You can’t wear Guerlain without wearing vanilla. It’s not even worth making the experiment because Guerlain equals vanilla, and there is no version of vanilla that Guerlain hasn’t whipped up, baked up, brewed up or macerated in just about endless variations during its nearly two hundred year history.*
First a disclaimer, I’m not a vanilliac. But I like the note . When I was younger I was sure I didn’t, and avoided Guerlains, but time passes you get older and wiser, and one day-you like vanilla.
Shalimar/Jicky Vanilla is the first one you get to know. This is the paradigmatic Guerlain vanilla, the one nearly everyone learns to love. Vanilla pulls a neat trick off here, you don’t really realize that this fragrance is all about vanilla until fairly late in the evaporation. At first you think Shalimar is bergamot lemon cream pie, and the vanilla in that creamy center allows Shalimar to pull off its flip flop like a flapjack into a buttery amber perfume. You don’t quite smell the vanilla flip coming but once it’s under way, you often find that the vanilla’s the best part of the fragrance.
One way to understand Shalimar is to wear Emeraude its Coty predecessor. Emeraude is just a tad less vanillic than Shalimar, slightly greener, lemon plays a smaller part in the recipe, but the similarity is pronounced and probably due to the fact that when Francois Coty entered the perfume business he was bowled over by Jicky. Emeraude is his homage to the classic, and Shalimar is Jacques Guerlain’s subsequent reclamation of the formula.
Jacques had to do something. His wife was wearing Emeraude (according to in house Coty records!) That would never do. Shalimar was his answering salvo and effort to reclaim lost Guerlain market share. Still regarded as the premiere vanilla perfume, Shalimar presents you with a dessert cart of vanillas: astringent tonka bean vanilla, benzoin which smells like the herbal bitters of vanilla, plus that unforgettable creamy vanilla, and a slightly animalic vanillan mated to civet which many wearers notice in the heart, and which may have prompted Ernest Beaux’s famous remark that when he made a vanilla perfume he got creme brulee, and when Jacques Guerlain did, he got Shalimar.
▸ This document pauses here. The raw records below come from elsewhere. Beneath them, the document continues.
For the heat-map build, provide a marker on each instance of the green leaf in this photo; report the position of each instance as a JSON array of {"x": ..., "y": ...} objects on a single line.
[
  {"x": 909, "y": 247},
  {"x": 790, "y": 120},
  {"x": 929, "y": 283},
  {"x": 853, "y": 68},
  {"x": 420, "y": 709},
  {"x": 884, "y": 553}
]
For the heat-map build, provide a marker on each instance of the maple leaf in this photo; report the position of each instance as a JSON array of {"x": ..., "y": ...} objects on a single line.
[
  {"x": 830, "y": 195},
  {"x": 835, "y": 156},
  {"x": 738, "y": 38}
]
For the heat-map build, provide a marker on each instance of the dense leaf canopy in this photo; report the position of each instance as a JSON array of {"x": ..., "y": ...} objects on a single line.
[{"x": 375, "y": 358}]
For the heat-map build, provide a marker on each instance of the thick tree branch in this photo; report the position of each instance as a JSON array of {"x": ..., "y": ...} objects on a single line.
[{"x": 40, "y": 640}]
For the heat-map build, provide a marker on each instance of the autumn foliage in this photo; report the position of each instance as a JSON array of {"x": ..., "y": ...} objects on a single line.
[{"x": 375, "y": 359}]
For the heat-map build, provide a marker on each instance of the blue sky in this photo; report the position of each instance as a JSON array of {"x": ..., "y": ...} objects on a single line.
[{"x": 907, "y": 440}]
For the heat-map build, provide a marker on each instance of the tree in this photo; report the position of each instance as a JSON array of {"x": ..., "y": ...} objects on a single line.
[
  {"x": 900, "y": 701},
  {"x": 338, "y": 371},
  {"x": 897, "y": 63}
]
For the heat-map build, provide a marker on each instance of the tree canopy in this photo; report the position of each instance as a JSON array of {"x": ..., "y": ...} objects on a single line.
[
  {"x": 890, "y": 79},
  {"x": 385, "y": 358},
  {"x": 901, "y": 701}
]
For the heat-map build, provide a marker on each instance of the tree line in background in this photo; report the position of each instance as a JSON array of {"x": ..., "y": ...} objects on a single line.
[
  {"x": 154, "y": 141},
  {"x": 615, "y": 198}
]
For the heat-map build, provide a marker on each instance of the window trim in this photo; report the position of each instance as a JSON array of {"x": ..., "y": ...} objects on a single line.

You smell a variety of vanilla confections here, but no other firm has ever done such delicate pastry chef work inspired by one little black pod.
But Guerlain also does vanilla as cocktail, and this is where you get the inebriated vanilla of Spirituese Double Vanille where the sugar-vanilla combination is a deep fermented one you’ve encountered at bars, namely rum.
When I first sniffed SDV, I had read Luca Turin’s pan of it in his guide and was hesitant, but I think he misunderstood the point of the scent. This one was not about the pastry shop but about the bottle. There is no citrus opening in SDV, just a straight dive into the rum barrel, a little cedar wood, some barely discernible rose and ylang-ylang, and then vanilla, vanilla, more vanilla and benzoin. It’s so intense that sometimes I wonder if the smell alone can get you a bit tipsy, but anyway, to call SDV a gourmand perfume is beside the point, Spiritueuse is vanilla for dipsomaniacs.
From these descriptions you might conclude that Guerlain never learned to handle vanilla with finesse. For the record you’re wrong there. Guerlain is also the home of Terracotta Voile d’Ete, sometimes also called No25 or Quand Vient l’Ete, a beautiful floral vanilla with a tingling carnation curdling its cream. The now discontinued Plus Que Jamais, has Guerlain assembling artificial flowers spun from tobacco scented caramel until you hold a shiny, fragile, gold bouquet under your nose, and finally there’s the downright ascetic Bois d’Armenie.
This is-if you’ll forgive my analogy- the Vix Vapo rub of vanillas. That is to say that the perfume is not in the least gourmand and does not list vanilla among the ingredients. But it’s a Guerlain and what are the odds right? The effect of the beginning (and for my money the end of the fragrance too) is this incense and vanilla essence duet. Bois has the same sinus clearing effect on me as smelling vanilla straight out of freshly cracked bottle of extract. I can’t call the scent sensuous, and this is a vanilla that is definitely not about indulgence, much more Bois d’Armenie’s concerned with the confessional.
Maybe this is the way to live with your Guerlain vanillas: Voile d’Ete on Monday, Shalimar Light on Tuesday, Plus Que Jamais on Wednesday, Tonka Imperiale on Thusday, Shalimar on Friday, Spiritueuse Double Vanille on Saturday, and Sunday…Bois d’Armenie of course. You may be penitent but that doesn’t mean you won’t do it all again next week!
* Of course I’ve missed oodles of vanillas from Guerlain here. Please share your favorites!